As Spoon played a great set to a packed house, the time came for me to get over to the East Stage for Ted Leo and the Pharmacists. If you haven’t heard Ted Leo, I humbly recommend you get the hell out of your hole and pick up a copy of Shake the Sheets to start. Ted’s live show is pure distilled rock energy, with Ted’s guitar acting as the catalyst. It is three minute rock glory perfected. There are rumors (mostly started by Ted) that after 2010, they’ll be re-assessing their priorities and moving in different directions. If you get the chance (such as at this years Midpoint Music Festival in Cincinnati in September!), get out and see one of today’s great indie artists and a purveyor of simply great rock-n-roll. If you don’t, you will regret it.
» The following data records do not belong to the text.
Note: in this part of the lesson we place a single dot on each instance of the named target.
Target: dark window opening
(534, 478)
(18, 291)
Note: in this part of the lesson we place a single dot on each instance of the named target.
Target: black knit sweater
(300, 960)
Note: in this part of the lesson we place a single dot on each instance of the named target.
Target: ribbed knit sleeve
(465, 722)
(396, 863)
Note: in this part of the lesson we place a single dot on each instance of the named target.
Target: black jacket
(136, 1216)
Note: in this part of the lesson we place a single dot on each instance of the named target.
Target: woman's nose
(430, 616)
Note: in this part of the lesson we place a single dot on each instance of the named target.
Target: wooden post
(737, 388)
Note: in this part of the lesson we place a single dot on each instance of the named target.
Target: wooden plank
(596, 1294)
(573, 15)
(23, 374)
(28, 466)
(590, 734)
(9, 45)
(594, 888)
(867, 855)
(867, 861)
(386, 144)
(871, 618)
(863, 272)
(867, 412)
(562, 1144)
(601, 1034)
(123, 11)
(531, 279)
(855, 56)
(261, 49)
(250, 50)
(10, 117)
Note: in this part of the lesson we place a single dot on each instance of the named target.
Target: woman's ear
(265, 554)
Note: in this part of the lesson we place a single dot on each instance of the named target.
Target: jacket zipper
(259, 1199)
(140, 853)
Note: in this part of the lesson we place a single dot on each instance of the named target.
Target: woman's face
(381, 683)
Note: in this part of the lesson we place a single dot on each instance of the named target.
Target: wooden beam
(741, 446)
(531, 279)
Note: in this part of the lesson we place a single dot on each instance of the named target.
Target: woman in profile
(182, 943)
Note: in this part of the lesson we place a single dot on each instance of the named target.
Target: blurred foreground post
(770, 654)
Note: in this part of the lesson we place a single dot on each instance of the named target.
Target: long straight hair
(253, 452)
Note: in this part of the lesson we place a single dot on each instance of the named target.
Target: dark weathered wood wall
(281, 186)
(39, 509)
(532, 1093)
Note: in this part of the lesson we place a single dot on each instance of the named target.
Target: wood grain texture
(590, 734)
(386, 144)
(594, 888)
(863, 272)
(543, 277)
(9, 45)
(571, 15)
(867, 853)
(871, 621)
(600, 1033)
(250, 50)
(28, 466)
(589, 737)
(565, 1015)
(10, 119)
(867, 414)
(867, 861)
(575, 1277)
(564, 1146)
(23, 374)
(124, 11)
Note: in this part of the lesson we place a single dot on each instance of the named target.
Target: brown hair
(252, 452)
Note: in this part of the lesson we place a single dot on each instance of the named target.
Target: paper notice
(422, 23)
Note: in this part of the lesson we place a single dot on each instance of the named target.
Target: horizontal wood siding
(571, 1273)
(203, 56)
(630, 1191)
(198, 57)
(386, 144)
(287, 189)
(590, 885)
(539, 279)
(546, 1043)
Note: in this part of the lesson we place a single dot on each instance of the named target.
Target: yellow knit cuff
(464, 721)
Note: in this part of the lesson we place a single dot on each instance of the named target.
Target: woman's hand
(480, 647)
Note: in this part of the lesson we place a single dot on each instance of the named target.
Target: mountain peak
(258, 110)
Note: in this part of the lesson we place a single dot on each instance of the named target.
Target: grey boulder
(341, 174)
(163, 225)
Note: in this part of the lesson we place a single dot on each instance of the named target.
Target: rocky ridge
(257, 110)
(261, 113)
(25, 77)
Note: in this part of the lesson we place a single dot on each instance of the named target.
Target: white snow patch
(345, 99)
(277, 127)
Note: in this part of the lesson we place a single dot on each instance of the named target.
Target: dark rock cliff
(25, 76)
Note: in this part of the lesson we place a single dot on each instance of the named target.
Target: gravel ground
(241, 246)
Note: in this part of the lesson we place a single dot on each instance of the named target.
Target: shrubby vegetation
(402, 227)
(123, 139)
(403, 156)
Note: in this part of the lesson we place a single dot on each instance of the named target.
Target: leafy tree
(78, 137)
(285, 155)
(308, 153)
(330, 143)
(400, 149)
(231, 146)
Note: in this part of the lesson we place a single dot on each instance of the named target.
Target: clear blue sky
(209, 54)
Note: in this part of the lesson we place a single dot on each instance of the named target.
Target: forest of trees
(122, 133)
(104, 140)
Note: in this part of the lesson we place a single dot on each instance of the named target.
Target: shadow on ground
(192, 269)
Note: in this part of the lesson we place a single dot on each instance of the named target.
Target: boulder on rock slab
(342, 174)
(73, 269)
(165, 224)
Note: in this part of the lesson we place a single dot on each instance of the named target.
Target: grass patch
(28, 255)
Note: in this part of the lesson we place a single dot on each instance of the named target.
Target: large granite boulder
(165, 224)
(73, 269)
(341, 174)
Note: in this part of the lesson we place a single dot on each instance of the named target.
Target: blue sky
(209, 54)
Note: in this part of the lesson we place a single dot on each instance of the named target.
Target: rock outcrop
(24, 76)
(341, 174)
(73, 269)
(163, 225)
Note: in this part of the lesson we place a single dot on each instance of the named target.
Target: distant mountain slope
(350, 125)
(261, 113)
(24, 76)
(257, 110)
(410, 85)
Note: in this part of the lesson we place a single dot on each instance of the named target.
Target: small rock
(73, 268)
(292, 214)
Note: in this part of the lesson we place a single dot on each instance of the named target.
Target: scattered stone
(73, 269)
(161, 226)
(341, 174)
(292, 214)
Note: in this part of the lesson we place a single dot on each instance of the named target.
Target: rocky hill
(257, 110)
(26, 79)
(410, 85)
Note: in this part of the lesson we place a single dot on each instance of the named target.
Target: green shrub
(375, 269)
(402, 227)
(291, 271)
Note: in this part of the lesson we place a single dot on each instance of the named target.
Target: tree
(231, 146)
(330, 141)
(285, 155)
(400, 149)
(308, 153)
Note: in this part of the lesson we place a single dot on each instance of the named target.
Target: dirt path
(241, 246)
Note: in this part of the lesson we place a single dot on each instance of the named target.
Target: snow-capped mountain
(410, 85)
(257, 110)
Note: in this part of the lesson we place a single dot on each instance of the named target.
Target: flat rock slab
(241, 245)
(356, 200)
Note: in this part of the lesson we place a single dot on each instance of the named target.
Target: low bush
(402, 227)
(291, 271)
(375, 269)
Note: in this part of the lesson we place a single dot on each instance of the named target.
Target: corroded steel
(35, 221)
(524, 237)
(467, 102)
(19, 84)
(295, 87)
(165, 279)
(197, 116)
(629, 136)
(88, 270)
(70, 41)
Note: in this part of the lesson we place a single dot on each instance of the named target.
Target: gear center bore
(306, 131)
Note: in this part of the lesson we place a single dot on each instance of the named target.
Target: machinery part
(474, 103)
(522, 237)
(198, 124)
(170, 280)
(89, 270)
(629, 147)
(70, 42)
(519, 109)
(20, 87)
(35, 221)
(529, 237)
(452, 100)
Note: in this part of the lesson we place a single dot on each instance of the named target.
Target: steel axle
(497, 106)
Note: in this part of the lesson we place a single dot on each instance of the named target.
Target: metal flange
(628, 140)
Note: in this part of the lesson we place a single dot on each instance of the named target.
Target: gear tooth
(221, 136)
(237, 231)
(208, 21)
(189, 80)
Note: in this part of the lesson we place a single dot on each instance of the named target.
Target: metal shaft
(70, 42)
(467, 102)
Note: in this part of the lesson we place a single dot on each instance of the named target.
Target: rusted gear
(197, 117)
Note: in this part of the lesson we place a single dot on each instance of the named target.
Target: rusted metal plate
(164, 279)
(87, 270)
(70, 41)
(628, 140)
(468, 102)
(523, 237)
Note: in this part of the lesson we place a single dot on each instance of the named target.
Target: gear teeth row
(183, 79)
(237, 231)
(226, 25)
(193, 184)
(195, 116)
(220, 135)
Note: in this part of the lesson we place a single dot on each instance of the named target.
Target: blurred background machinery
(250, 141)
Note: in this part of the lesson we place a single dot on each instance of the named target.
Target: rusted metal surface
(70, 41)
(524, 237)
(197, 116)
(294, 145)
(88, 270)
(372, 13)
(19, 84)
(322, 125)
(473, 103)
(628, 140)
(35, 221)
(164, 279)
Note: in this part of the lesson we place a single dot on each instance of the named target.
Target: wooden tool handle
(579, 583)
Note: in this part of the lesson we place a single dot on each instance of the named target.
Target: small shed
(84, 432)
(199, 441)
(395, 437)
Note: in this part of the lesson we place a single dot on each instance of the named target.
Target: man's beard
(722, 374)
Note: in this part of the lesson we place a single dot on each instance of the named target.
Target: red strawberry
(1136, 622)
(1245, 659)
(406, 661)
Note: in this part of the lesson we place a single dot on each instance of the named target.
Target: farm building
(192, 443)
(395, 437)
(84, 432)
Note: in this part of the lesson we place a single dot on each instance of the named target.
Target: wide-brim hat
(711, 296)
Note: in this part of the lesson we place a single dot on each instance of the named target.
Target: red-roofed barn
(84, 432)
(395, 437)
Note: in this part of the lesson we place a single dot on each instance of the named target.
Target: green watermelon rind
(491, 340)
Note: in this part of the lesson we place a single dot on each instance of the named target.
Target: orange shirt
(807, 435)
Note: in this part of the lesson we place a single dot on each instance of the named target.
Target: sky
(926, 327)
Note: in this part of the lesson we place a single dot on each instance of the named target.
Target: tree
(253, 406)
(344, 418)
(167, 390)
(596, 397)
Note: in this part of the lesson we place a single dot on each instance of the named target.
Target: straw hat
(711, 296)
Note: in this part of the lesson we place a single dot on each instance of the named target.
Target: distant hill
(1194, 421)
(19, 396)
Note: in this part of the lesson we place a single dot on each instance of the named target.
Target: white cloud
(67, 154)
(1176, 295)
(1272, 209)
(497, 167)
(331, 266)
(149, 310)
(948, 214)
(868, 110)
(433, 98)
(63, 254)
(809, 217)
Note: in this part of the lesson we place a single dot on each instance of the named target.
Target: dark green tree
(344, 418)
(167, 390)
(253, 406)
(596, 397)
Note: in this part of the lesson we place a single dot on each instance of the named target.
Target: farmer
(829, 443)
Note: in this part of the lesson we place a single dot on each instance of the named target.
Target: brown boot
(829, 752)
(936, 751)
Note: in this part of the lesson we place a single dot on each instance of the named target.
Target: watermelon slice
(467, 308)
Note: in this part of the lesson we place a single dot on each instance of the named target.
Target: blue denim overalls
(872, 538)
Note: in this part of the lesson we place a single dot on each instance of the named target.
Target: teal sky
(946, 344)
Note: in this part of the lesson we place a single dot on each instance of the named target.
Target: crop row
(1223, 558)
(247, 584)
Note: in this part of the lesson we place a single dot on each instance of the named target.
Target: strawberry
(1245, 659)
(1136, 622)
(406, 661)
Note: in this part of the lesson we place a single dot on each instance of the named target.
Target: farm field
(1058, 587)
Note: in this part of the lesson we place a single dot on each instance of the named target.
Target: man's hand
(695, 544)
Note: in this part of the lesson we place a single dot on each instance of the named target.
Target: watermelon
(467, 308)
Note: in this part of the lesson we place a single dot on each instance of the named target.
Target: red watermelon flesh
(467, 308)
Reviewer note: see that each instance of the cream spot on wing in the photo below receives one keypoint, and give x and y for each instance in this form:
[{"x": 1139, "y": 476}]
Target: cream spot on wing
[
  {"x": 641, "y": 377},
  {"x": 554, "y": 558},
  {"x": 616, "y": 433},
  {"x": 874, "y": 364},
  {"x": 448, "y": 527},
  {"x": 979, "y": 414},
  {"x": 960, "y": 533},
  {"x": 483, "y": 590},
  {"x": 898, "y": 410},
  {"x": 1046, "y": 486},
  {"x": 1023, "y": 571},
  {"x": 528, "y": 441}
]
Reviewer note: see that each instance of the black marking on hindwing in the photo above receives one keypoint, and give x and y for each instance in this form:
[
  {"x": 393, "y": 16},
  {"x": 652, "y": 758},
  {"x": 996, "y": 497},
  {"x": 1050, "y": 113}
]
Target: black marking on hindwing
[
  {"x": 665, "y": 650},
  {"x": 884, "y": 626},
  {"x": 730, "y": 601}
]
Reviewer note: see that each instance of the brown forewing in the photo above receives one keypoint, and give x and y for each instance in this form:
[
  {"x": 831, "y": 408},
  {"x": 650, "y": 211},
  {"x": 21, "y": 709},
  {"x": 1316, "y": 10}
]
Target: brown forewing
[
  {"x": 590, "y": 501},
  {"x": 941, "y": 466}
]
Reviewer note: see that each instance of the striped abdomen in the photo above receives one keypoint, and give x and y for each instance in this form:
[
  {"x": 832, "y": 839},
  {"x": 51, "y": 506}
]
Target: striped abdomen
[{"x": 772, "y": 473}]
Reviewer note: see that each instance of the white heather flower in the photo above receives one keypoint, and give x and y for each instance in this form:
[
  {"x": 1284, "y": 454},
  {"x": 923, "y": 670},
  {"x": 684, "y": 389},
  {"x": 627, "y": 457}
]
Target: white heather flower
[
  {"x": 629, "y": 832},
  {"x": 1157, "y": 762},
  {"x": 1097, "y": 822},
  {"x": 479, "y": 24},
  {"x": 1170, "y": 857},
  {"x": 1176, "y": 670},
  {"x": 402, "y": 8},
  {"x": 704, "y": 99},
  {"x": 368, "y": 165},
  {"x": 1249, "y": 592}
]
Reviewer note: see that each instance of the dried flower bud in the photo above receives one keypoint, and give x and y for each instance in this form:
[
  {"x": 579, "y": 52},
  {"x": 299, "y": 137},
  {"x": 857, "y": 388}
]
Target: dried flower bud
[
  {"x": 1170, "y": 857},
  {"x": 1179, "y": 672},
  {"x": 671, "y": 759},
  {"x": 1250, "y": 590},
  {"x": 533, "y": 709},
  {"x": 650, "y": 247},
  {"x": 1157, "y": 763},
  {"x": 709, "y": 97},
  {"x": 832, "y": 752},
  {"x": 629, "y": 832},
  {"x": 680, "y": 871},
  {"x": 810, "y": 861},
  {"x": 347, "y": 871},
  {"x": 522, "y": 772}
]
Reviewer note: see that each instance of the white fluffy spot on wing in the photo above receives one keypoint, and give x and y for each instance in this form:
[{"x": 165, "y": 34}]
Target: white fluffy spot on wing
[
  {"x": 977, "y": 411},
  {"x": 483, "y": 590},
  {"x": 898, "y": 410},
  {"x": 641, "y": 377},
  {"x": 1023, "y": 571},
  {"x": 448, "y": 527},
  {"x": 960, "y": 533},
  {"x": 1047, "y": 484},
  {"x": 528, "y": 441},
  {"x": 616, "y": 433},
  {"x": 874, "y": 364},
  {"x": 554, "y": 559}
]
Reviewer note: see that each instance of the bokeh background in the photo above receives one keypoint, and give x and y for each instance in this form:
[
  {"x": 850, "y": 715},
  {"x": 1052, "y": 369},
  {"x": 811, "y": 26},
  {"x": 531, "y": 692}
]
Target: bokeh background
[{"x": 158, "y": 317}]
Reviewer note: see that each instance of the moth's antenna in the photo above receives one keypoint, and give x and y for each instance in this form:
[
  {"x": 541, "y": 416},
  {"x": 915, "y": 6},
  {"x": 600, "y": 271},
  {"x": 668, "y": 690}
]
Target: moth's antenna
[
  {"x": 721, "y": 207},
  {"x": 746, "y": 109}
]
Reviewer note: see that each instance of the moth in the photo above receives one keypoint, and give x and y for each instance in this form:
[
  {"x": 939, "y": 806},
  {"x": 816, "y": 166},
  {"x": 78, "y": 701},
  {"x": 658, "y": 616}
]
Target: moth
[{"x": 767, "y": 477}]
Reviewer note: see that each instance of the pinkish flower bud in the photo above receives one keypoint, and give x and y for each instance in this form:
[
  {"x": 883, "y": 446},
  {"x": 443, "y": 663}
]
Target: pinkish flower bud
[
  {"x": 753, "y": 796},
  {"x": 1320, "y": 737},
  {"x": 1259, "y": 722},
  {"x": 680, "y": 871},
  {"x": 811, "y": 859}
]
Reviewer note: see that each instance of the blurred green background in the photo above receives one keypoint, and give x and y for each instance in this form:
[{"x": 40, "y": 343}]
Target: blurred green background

I closed out Forecastle like very few others; on stage with The Flaming Lips. Well, technically. As Coyne and crew emerged from their gaping digital vagina, I was in the photo pit (courtesy of my media pass from Forecastle and Randomville.com!) with a horde of cameramen who were wielding some very expensive cameras. I whipped out my 10 year old digital Olympus and proudly snapped pics of Wayne and crew as he shot confetti and streamers into the audience, and as dozens of giant balloons were tossed about on stage and in the crowd. Wayne then climbed into his blow-up gerbil ball and rolled himself off stage into the waiting arms of the adoring audience who gladly bounced him around Waterfront Park and then back to the stage. I think they were even playing music while all this stage craft occurred. I moved from the photo pit to the backstage area and climbed stage left into the monitor and lighting booth for the rest of the show. Watching the coordinated chaos of the stage hands as they brought out one prop after another in perfect unison and perfectly timed to the musical mayhem that was occurring on stage was truly a sight to behold. The Lips’ show is one that is difficult to describe. You either love it or hate it. Musically they’re a mix between psychedelic jam and alternative rock, but mostly they’re just fun to watch. With hits like “Yoshemi Battles the Pink Robots” and “Do You Realize” they’ve managed to develop and maintain a loyal and devoted following, judging by the thronging masses who knew every word and every choreographed stage move Coyne and crew threw at them.
As The Lips burst into their encore, I exited stage left and walked up the drive where Sara Watkins and Zooey Deschanel and DEVO and all the other artists had previously exited Forecastle via car, bus and van. With the echoes of Coyne and 10,000 or more fans shouting “Do you realize?” into the Louisville night, I most certainly realized that I have been missing an amazing festival, and that I would definitely be coming back to Louisville for Forecastle next year.